Rafa Nadal y Feliciano López
Rafa Nadal y Feliciano López - Gtres

Los tenistas de oro

Algunos jugadores de tenis a veces ocupan el podio de la portada del amor

Madrid Actualizado: Guardar
Enviar noticia por correo electrónico

Lo que pasa con algunos tenistas es que a veces salen en el Roland Garros de las revistas sentimentales. Quiero decir que son unos famosos más allá de la raqueta, empezando o acabando por Rafa Nadal o Feliciano López. También nos sirven los nombres de oro de Fernando Verdasco, o David Ferrer. Son la generación dorada de Nadal. Son la maravillosa generación dorada del incalculable Nadal. A veces ocupan el podio de la portada del amor, antes o después de pelearle un partido a Federer. No son gentes que lleven con agrado, ni mucho ni poco, el juego más allá de su propio juego profesional, pero son apolos que repercuten también de campeones en los pliegos de la prensa, entre toreros y futbolistas.

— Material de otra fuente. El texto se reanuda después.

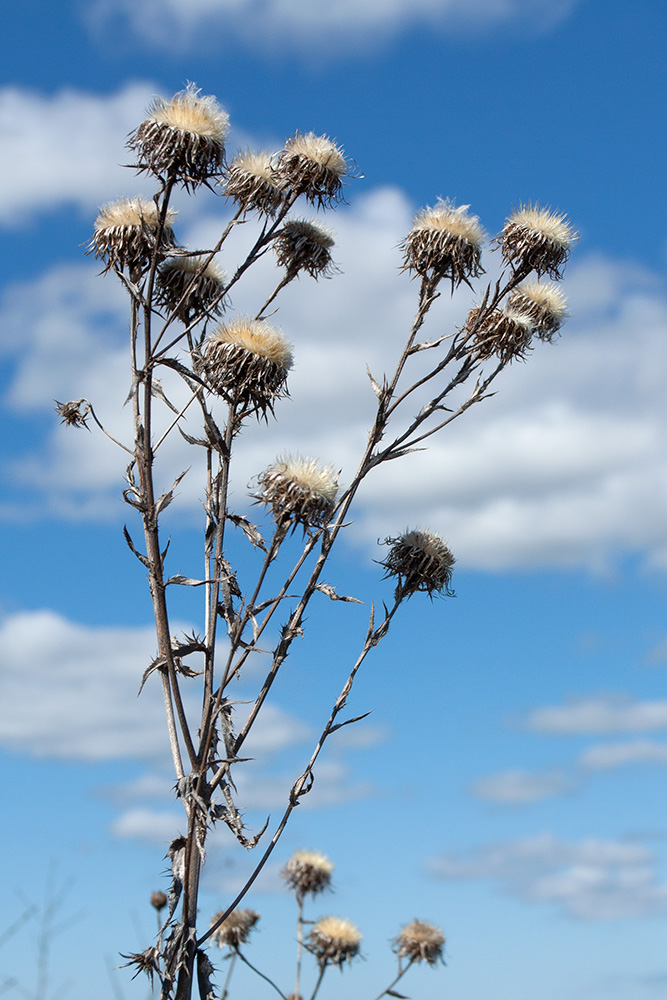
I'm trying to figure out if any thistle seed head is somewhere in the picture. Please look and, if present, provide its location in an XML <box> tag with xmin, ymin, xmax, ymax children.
<box><xmin>276</xmin><ymin>132</ymin><xmax>350</xmax><ymax>206</ymax></box>
<box><xmin>496</xmin><ymin>204</ymin><xmax>579</xmax><ymax>278</ymax></box>
<box><xmin>273</xmin><ymin>219</ymin><xmax>334</xmax><ymax>278</ymax></box>
<box><xmin>155</xmin><ymin>256</ymin><xmax>225</xmax><ymax>326</ymax></box>
<box><xmin>508</xmin><ymin>281</ymin><xmax>567</xmax><ymax>341</ymax></box>
<box><xmin>201</xmin><ymin>317</ymin><xmax>292</xmax><ymax>416</ymax></box>
<box><xmin>394</xmin><ymin>920</ymin><xmax>445</xmax><ymax>965</ymax></box>
<box><xmin>223</xmin><ymin>150</ymin><xmax>285</xmax><ymax>215</ymax></box>
<box><xmin>211</xmin><ymin>910</ymin><xmax>259</xmax><ymax>948</ymax></box>
<box><xmin>87</xmin><ymin>198</ymin><xmax>176</xmax><ymax>280</ymax></box>
<box><xmin>307</xmin><ymin>917</ymin><xmax>361</xmax><ymax>966</ymax></box>
<box><xmin>280</xmin><ymin>851</ymin><xmax>334</xmax><ymax>899</ymax></box>
<box><xmin>400</xmin><ymin>200</ymin><xmax>485</xmax><ymax>288</ymax></box>
<box><xmin>127</xmin><ymin>83</ymin><xmax>229</xmax><ymax>187</ymax></box>
<box><xmin>380</xmin><ymin>530</ymin><xmax>456</xmax><ymax>600</ymax></box>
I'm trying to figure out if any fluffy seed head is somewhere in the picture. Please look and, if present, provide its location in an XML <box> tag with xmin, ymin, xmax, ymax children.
<box><xmin>128</xmin><ymin>83</ymin><xmax>229</xmax><ymax>187</ymax></box>
<box><xmin>308</xmin><ymin>917</ymin><xmax>361</xmax><ymax>966</ymax></box>
<box><xmin>88</xmin><ymin>198</ymin><xmax>176</xmax><ymax>278</ymax></box>
<box><xmin>394</xmin><ymin>920</ymin><xmax>445</xmax><ymax>965</ymax></box>
<box><xmin>224</xmin><ymin>150</ymin><xmax>285</xmax><ymax>215</ymax></box>
<box><xmin>400</xmin><ymin>200</ymin><xmax>484</xmax><ymax>288</ymax></box>
<box><xmin>155</xmin><ymin>256</ymin><xmax>225</xmax><ymax>326</ymax></box>
<box><xmin>380</xmin><ymin>530</ymin><xmax>456</xmax><ymax>600</ymax></box>
<box><xmin>280</xmin><ymin>851</ymin><xmax>334</xmax><ymax>899</ymax></box>
<box><xmin>255</xmin><ymin>455</ymin><xmax>338</xmax><ymax>532</ymax></box>
<box><xmin>508</xmin><ymin>281</ymin><xmax>567</xmax><ymax>341</ymax></box>
<box><xmin>201</xmin><ymin>317</ymin><xmax>292</xmax><ymax>416</ymax></box>
<box><xmin>276</xmin><ymin>132</ymin><xmax>350</xmax><ymax>206</ymax></box>
<box><xmin>211</xmin><ymin>910</ymin><xmax>259</xmax><ymax>948</ymax></box>
<box><xmin>273</xmin><ymin>219</ymin><xmax>334</xmax><ymax>278</ymax></box>
<box><xmin>497</xmin><ymin>204</ymin><xmax>579</xmax><ymax>278</ymax></box>
<box><xmin>464</xmin><ymin>305</ymin><xmax>535</xmax><ymax>363</ymax></box>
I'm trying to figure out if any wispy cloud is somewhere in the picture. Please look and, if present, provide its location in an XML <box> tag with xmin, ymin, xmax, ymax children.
<box><xmin>429</xmin><ymin>833</ymin><xmax>667</xmax><ymax>920</ymax></box>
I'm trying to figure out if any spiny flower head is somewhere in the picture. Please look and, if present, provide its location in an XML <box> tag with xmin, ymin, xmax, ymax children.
<box><xmin>401</xmin><ymin>200</ymin><xmax>484</xmax><ymax>288</ymax></box>
<box><xmin>394</xmin><ymin>920</ymin><xmax>445</xmax><ymax>965</ymax></box>
<box><xmin>280</xmin><ymin>851</ymin><xmax>334</xmax><ymax>899</ymax></box>
<box><xmin>273</xmin><ymin>219</ymin><xmax>334</xmax><ymax>278</ymax></box>
<box><xmin>380</xmin><ymin>530</ymin><xmax>456</xmax><ymax>600</ymax></box>
<box><xmin>155</xmin><ymin>255</ymin><xmax>225</xmax><ymax>326</ymax></box>
<box><xmin>211</xmin><ymin>910</ymin><xmax>259</xmax><ymax>948</ymax></box>
<box><xmin>508</xmin><ymin>281</ymin><xmax>567</xmax><ymax>341</ymax></box>
<box><xmin>307</xmin><ymin>917</ymin><xmax>361</xmax><ymax>966</ymax></box>
<box><xmin>276</xmin><ymin>132</ymin><xmax>350</xmax><ymax>206</ymax></box>
<box><xmin>202</xmin><ymin>316</ymin><xmax>292</xmax><ymax>416</ymax></box>
<box><xmin>496</xmin><ymin>204</ymin><xmax>579</xmax><ymax>278</ymax></box>
<box><xmin>223</xmin><ymin>150</ymin><xmax>285</xmax><ymax>215</ymax></box>
<box><xmin>255</xmin><ymin>455</ymin><xmax>338</xmax><ymax>532</ymax></box>
<box><xmin>88</xmin><ymin>198</ymin><xmax>176</xmax><ymax>279</ymax></box>
<box><xmin>128</xmin><ymin>83</ymin><xmax>229</xmax><ymax>187</ymax></box>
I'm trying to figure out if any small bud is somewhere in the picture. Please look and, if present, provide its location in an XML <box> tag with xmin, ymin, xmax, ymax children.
<box><xmin>401</xmin><ymin>201</ymin><xmax>484</xmax><ymax>288</ymax></box>
<box><xmin>380</xmin><ymin>531</ymin><xmax>456</xmax><ymax>600</ymax></box>
<box><xmin>307</xmin><ymin>917</ymin><xmax>361</xmax><ymax>966</ymax></box>
<box><xmin>394</xmin><ymin>920</ymin><xmax>445</xmax><ymax>965</ymax></box>
<box><xmin>127</xmin><ymin>83</ymin><xmax>229</xmax><ymax>187</ymax></box>
<box><xmin>88</xmin><ymin>198</ymin><xmax>176</xmax><ymax>279</ymax></box>
<box><xmin>496</xmin><ymin>205</ymin><xmax>579</xmax><ymax>278</ymax></box>
<box><xmin>223</xmin><ymin>150</ymin><xmax>285</xmax><ymax>215</ymax></box>
<box><xmin>276</xmin><ymin>132</ymin><xmax>350</xmax><ymax>207</ymax></box>
<box><xmin>273</xmin><ymin>219</ymin><xmax>334</xmax><ymax>278</ymax></box>
<box><xmin>201</xmin><ymin>317</ymin><xmax>292</xmax><ymax>416</ymax></box>
<box><xmin>211</xmin><ymin>910</ymin><xmax>259</xmax><ymax>948</ymax></box>
<box><xmin>280</xmin><ymin>851</ymin><xmax>334</xmax><ymax>899</ymax></box>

Tirando de las biografías en curso de todos estos gloriosos, nos salen sus novias, o esposas, previsiblemente, porque el gentío ya no se conforma con conocer la marca del chándal. Nadal tiene una novia silente y serena, Xisca Perelló, a la que él llama «Mery». Es una chica de esquivar los focos de consorte, y en la grada lleva el entusiasmo por dentro. Lo contrario, en fin, de las consortes de escaparate de tanto futbolista. Nadal no es famoso de portada del colorín, aunque pudiera salir en cualquier portada, por méritos de prestigio, o sea, porque sí, a la contra de la moda, que agita famosos de garrafón.

Si miramos hacia la otra punta, nos sale Feliciano López, que tuvo, en días lejanos, un difícil noviazgo guadiana con la Miss España María José Suárez, y aquello acabó con mucho trueno de chisme. No ha sido la única famosa de Feliciano, que es un guapo de consenso. Citando rápido, constan romances de hemeroteca con Jessica Bueno y Ursula Corberó. Cargó fama de donjuán, pero hizo bien en rehuirla. El pasado de su relación con la modelo Alba Carrillo tuvo mucho futuro en las corralas de plató.

Fernando Verdasco, hoy hombre de Ana Boyer, enamoró en el pasado a la deslumbradora Ana Ivanovic. Hubo otras, como las actrices Dafne Fernández o Camille Belle, o la modelo Jarah Mariano, una criatura de fantasía que prorroga y prestigia el coro ya extinto de ángeles de los desfiles de Victoria’s Secret.

Ana Boyer fue la mujer que retiró a Verdasco de las mujeres. Desde hace años, David Ferrer anda fijo en Marta Tornel, con lo que también es un galán, sólo que a su manera. David se retiró del tajo deportivo hace unos meses, para ocuparse más a fondo de su familia. Feliciano, a ratos, ha sido tenista del romance, y así pasó el rato amargo de que cualquiera hablara de su vida como si fuera de la familia. A veces, le tocó jugar fino el tenis de la vida, que dura más que el tenis propiamente dicho. Donde milita de campeón sostenido. Llevó aquellos chaparrones de habladurías bajo el paraguas del silencio, sin soltar palabra alta o baja, y yo creo que con mérito. Y con acierto. Hasta hoy.